This page explains how to debug node issues on Google Distributed Cloud using a suite of preinstalled debugging tools.
Overview
Each Google Distributed Cloud cluster you create is composed of several
nodes. Each Google Distributed Cloud
node includes a distribution of
CoreOS' toolbox
, a shell
script that unpacks and runs a debugging container, debug-toolbox
.
debug-toolbox
is a container image that includes several useful debugging
tools.
If you encounter issues with a specific node, you can attempt debugging by
connecting to the affected node, run the toolbox
script to unpack and run the
debug-toolbox
container, and run the tools included in the container.
Tools included in debug-toolbox
container
The debug-toolbox
container runs a Debian base image that includes the
following packages:
- bash
- curl
- dnsutils
- hping3
- iperf3
- lsof
- netcat
- mtr
- procps
- strace
- tcpdump
- traceroute
- util-linux
Since these tools are included in the container, they don't require an internet
connection. If you want to install additional debugging tools, you use
apt-get
, which does require an internet connection.
Using toolbox
Run the
toolbox
command:sudo toolbox
This command starts a
debug-toolbox
container.While inside the container, run one of the tools. For example,
tcpdump
.When you're finished, exit the container and close the SSH connection to the node.
Node Problem Detector
Beginning with Google Distributed Cloud version 1.4, Node Problem
Detector,
which is enabled for all the nodes in a cluster, helps in quick detection of
some common node problems. Node Problem Detector keeps checking for possible
problems and reports the same as events and conditions on the node.

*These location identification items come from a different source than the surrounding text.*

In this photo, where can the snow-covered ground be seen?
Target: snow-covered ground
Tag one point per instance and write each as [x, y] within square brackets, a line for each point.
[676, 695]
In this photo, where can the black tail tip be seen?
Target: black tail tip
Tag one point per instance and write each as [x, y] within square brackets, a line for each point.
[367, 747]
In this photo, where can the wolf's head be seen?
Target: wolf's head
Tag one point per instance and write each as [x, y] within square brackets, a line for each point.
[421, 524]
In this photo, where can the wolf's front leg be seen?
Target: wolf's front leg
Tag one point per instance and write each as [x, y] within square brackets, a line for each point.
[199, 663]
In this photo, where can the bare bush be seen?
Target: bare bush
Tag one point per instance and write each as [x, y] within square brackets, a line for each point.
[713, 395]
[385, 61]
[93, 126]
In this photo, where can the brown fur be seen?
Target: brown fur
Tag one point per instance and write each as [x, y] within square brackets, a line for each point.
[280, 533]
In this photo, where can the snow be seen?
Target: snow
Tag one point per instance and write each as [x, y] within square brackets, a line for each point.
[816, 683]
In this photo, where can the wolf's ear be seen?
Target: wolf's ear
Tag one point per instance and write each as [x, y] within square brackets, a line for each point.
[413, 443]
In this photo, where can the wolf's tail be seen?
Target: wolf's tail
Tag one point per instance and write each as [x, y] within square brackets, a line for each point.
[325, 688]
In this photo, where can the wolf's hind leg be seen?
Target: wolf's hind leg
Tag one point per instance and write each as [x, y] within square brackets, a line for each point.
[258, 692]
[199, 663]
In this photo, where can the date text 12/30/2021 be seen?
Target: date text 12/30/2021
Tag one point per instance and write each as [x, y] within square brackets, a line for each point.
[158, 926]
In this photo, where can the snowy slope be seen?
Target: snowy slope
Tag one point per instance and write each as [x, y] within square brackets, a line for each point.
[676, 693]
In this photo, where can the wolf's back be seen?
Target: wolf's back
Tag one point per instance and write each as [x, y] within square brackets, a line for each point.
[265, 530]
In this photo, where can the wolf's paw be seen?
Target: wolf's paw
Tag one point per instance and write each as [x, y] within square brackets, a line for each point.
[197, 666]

If a node
misbehaves, you can check whether Node Problem Detector detected the problem by
running kubectl describe
on the node and looking for the corresponding events
and conditions.
Node Problem Detector monitors generate several conditions on the node. If the
reported condition is KubeletUnhealthy
or ContainerRuntimeUnhealthy
, a
restart of the corresponding systemd
service (kubelet or Docker) might help in
making the node healthy again.
Beginning with Google Distributed Cloud version 1.5, kubelet and docker
systemd service auto repair is enabled in Node Problem Detector. If
Node Problem Detector detects a KubeletUnhealthy
or
ContainerRuntimeUnhealthy
condition on the node, it tries to restart the
kubelet or docker service automatically if the duration since last restart is
above a certain threshold.